Soviet couple take sonata seriously

Soviet couple take sonata seriously

Daily Comfort Zone

norman lebrecht

May 12, 2024

This is a priceless performance of Leclair’s sonata for two violins by husband and wife Leonid Kogan and Elisaveta Gilels.

He is officially the second-best violinist in the Soviet Union, after Oistrakh. She is the sister of pianist Emil Gilels.

Not a smile of a nod passes between them in this 1963 Paris performance.

Those artists regarded music as a matter of life and death.

Comments

  • Emmanuel says:

    “Leclair’s sonata for two violins”

    He left two books of six.

    • David K. Nelson says:

      And they are all wonderful pieces, fun to play but with enough moments that really need work between the two players to bring out. My teacher and I would start some lessons with Leclair duos just to warm us both up but soon he’d get carried away with working on details and then he’d get (mock) angry that so little time was left to work on the actual goals of the lesson. They are a bit addictive.

      It’s not so that not a nod passes between them. For example, last moments of the second movement, Elisaveta has all eyes on Leonid and his bow arm to make the final change of bow and last note perfectly coordinated. Earlier in that movement I though Leonid was about to give a demonstration of the infamous “one minute bow” but the camera cut away to her.

      And her bow arm is no slouch either!

  • Annabelle Weidenfeld says:

    They don’t look as though they are having much fun; maybe they had a minder in the room, but what a sound from him! Even on my iPhone.

  • Nurhan Arman says:

    “Soviet couple”?! Please, let’s stop politicizing everything – the world is divided enough. Heifetz never smiled while playing. It didn’t mean he “regarded music as a matter of life and death.”

    • V. Lind says:

      Hilary Hahn doesn’t look like someone I’d like to go out for a beer with, but she has chops.

  • Jim says:

    Gorgeous! Smiles and nods? They use their ears rather than their eyes and mouths. Life and death? They are engaging in concentrated music-making.

  • Yuri K says:

    Off note, JFK was assassinated the next day…

  • Herbie G says:

    Kogan was an outstanding artist. His dazzling recording of Khachaturian’s Violin Concerto with the Boston SO under the baton of Monteux is second to none. I bought the LP when I was a teenager; it was a Victrola bargain-price reissue and I was keen to explore less well-known works within the limits of pocket-money available. I took a punt on it and I was mesmerised by the performance; not only could Kogan do dazzling but also seductive, as in the second movement and the coupling – Saint-Saëns’ Havanaise.

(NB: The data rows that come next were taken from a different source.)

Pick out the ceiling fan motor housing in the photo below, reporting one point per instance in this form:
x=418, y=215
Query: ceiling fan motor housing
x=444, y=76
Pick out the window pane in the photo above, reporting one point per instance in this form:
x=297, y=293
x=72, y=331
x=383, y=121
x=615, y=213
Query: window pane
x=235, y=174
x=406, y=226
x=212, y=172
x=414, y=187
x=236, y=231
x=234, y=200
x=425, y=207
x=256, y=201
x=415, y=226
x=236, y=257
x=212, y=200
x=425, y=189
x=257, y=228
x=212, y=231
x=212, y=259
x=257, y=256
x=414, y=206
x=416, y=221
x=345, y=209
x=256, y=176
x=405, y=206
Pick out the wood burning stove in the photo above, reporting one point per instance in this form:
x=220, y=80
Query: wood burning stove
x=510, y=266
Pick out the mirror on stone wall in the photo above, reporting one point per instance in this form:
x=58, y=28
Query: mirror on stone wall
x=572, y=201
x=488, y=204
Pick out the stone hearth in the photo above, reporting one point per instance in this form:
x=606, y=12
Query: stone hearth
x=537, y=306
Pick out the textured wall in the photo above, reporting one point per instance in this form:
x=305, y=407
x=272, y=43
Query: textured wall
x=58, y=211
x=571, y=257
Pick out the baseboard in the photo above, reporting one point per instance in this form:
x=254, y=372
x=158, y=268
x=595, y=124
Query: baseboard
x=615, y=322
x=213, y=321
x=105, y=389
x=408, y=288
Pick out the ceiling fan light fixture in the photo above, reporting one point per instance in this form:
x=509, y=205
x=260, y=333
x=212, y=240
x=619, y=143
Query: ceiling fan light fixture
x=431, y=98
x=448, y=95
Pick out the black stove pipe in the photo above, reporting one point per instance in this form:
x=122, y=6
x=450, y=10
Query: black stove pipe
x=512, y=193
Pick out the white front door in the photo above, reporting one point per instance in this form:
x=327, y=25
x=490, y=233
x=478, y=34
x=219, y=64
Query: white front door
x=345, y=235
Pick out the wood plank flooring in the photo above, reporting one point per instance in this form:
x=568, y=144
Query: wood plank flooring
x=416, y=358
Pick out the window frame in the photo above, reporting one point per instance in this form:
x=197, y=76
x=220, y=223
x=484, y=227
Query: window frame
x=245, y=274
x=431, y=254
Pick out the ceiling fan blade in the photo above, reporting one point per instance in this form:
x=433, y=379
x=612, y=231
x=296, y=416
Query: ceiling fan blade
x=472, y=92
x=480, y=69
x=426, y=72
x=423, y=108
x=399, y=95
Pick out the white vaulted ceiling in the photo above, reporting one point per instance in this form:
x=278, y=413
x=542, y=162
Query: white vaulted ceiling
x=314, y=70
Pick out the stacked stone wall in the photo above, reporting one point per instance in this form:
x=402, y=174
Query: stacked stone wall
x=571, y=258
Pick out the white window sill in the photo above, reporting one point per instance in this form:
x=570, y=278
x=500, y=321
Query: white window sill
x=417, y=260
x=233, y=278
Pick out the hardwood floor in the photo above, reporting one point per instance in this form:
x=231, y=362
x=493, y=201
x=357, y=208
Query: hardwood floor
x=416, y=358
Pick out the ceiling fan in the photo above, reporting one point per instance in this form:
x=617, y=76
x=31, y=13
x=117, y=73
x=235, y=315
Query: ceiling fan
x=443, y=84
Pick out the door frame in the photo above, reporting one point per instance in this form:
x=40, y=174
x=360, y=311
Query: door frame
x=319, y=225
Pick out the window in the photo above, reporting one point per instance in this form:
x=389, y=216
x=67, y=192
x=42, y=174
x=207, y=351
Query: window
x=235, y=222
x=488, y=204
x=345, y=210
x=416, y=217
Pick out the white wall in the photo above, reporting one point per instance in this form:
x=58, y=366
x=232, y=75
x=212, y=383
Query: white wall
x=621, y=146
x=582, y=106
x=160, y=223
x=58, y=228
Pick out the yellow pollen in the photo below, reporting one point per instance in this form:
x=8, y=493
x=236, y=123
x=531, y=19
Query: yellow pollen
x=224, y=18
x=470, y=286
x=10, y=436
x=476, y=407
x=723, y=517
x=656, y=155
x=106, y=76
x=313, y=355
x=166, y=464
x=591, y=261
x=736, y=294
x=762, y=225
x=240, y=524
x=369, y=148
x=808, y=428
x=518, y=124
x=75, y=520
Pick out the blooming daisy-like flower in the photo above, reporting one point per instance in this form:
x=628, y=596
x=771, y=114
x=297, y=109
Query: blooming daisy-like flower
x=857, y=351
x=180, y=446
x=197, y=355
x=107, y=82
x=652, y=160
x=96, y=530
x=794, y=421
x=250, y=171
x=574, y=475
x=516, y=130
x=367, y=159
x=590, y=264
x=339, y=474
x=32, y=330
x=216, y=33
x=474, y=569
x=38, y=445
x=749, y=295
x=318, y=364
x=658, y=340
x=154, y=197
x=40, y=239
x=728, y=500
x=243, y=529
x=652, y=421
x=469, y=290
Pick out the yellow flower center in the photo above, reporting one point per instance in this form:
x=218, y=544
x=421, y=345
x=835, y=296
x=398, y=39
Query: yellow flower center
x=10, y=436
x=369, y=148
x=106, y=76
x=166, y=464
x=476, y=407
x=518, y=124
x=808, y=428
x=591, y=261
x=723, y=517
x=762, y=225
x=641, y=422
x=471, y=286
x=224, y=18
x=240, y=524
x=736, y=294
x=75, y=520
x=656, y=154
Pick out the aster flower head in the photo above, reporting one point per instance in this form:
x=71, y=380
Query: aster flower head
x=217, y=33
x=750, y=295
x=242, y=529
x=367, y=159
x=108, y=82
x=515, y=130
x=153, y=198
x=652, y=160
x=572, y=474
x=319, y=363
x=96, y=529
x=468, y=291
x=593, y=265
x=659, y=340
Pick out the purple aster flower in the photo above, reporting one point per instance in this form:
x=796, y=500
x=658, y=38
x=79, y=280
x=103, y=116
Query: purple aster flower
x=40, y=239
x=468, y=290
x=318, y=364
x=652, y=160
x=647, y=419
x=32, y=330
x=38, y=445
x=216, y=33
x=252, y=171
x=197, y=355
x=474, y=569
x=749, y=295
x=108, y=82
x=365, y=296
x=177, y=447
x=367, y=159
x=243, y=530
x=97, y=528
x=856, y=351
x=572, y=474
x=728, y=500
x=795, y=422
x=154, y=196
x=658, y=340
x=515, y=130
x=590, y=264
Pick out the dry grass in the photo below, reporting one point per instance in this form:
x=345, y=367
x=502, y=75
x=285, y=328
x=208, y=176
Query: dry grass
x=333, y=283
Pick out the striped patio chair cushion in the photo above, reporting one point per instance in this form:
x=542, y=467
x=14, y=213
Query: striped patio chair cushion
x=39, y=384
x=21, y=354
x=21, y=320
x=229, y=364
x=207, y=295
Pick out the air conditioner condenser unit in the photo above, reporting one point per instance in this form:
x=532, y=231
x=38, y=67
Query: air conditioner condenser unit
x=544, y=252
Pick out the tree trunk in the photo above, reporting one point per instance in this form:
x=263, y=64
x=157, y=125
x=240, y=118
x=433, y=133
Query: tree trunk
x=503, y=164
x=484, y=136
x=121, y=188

    This November will mark the centenery of his birth. I hope that this will be celebrated by a bumper box of CD re-issues; Brilliant Classics issued a 10-CD box in 2016 but there is much more than was contained in that. I doubt that this event will be commemorated on Radio 3; if it is, it will probably be just a short snippet.

    Insofar as his nationality does matter, ‘Soviet’ is, as mentioned, merely a political descriptor. He was actually Ukrainian.

    • Paul Carlile says:

      Wonderful! Totally agree on the Khachaturian, mesmerising, lifting the work far higher than expuct. That Victrola was my (bargain-price) intro to the work and no others have come close.

    • Richard F says:

      You can hear the Khachaturian with Kogan and Monteux on YouTube. It’s terrific!

  • Nicholas says:

    When Leonid Kogan plays, I don’t hear KGB. I hear something entirely different. To partially quote another great violinist, Isaac Stern, who dared to say at the 1978 Kennedy Center Honors before playing music by Leclaire with Itzhak Perlman and in celebrating a great pianist among the 1st group of artists chosen as honorees of this special event: a chocolate eclaire.